I’m sure by now most writers have heard the worn-thin saying that anyone who puts pen to paper is a selfish creature. It was George Orwell who said:
All writers are vain, selfish and lazy, and at the very bottom of their motives lies a mystery. Writing a book is a long, exhausting struggle, like a long bout of some painful illness. One would never undertake such a thing if one were not driven by some demon whom one can neither resist nor understand.
I suppose that when I first read Orwell’s “Why I Write,” I was reluctant to attach myself to any of those harsh adjectives. I wasn’t vain. I certainly wasn’t selfish. Heck, I was the neurotic opposite of lazy. Writing wasn’t a struggle; it was a pleasure. I was, as far as I knew, devoid of demons.
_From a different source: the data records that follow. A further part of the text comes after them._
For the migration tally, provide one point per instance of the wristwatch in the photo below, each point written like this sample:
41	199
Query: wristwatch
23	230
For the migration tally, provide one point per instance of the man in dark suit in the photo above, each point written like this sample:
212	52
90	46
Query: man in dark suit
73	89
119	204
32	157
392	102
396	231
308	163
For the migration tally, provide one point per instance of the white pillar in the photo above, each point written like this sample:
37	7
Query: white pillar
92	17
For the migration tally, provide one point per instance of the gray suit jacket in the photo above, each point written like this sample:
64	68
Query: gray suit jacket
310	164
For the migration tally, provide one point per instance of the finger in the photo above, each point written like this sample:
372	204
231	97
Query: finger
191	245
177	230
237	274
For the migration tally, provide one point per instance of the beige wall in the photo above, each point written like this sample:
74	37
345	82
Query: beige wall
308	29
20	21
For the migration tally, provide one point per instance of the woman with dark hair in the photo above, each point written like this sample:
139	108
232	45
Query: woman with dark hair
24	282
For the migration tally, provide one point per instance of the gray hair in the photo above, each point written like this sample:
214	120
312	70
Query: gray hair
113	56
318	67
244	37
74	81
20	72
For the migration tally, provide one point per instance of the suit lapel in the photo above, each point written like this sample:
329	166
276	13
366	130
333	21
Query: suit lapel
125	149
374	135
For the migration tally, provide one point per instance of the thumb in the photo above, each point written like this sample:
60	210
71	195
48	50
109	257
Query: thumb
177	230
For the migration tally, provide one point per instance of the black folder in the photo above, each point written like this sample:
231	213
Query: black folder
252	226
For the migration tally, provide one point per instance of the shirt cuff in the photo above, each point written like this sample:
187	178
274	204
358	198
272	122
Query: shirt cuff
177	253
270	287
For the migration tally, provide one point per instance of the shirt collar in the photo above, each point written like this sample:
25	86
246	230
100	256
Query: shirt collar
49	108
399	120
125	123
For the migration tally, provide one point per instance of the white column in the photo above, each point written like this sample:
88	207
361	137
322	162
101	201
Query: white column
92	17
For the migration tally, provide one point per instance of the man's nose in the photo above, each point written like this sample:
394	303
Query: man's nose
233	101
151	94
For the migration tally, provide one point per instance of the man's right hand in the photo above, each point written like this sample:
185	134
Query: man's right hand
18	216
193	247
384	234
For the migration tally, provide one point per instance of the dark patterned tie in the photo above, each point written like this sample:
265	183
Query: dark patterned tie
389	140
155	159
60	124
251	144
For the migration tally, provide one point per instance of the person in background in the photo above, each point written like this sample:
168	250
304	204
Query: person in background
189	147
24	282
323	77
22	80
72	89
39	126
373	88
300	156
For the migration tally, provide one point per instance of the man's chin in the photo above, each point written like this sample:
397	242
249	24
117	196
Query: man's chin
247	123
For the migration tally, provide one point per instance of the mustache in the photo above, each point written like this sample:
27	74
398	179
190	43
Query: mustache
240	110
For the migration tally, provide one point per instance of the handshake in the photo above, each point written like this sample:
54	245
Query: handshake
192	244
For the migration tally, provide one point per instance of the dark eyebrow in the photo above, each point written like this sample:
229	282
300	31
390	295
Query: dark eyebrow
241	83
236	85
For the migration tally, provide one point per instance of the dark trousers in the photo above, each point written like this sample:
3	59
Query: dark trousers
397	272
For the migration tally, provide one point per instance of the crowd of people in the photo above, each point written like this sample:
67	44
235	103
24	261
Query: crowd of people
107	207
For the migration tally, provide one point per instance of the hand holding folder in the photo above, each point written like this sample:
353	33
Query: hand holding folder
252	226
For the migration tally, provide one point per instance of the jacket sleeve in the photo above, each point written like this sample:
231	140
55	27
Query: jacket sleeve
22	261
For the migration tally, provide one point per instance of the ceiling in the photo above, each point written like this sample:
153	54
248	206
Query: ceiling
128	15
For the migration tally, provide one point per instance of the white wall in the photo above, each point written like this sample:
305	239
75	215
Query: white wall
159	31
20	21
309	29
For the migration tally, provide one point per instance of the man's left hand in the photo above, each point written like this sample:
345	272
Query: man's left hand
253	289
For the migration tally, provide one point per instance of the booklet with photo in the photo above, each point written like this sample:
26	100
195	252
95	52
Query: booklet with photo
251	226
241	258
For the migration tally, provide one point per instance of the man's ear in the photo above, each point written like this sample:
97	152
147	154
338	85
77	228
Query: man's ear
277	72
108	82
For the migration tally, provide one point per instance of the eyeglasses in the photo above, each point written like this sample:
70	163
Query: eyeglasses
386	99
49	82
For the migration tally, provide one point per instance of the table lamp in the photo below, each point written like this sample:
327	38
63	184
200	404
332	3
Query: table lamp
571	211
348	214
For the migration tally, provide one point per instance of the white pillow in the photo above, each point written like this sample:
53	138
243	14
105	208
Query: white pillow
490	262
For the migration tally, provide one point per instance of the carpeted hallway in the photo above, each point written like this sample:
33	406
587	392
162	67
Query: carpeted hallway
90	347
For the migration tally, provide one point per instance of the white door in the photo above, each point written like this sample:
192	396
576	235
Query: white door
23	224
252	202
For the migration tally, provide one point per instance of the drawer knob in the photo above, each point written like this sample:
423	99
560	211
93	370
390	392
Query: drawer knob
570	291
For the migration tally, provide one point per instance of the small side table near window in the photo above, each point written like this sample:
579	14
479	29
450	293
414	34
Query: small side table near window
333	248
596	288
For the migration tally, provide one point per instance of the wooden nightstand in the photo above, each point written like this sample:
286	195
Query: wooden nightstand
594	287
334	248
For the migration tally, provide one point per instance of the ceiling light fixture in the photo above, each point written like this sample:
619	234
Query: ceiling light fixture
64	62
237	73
When I think back on it, when I first absorbed Orwell’s long-echoed advice (or rather, observations), I wasn’t doing much writing myself. I said I was a writer, and I loved writing — but I hadn’t yet attached myself to a project I was passionate about or truly committed my free time to improving my craft. When I started to write more and actually develop characters and worlds and plot lines that I cared about, that quote meant something completely different to me.
Writing was a selfish act, I realized. I was selfish. I was the Scrooge of my own, blocked-off world, a world that I thought worth investing precious time into.
When we write, we pour our hearts into something that, at first, only exists to us. By simply believing that what we write matters, we indulge in egotism. When we write for ourselves, we are self-indulgent. When we write for others, we are vain. When we are vain, we run the risk of creating self-inserts — and after all, aren’t self-inserts selfish?
At first, it was an unsettling notion.
But then I thought about what the word “selfish” actually meant, and it didn’t seem so callous and narrow-minded. Merriam-Webster defines it as
concerned excessively or exclusively with oneself : seeking or concentrating on one’s own advantage, pleasure, or well-being without regard for others.
Isn’t it a good thing to care about yourself? Isn’t seeking to improve your mind and pursue your passions what you should always be doing? Writing “without regard for others” might seem harsh, but really, all it means is to do what you want without worrying about what others think. Write the story that you want to write, not the one that you think will sell or be critically acclaimed.
I, for one, am proud to be a Scrooge if it means doing what I love unapologetically.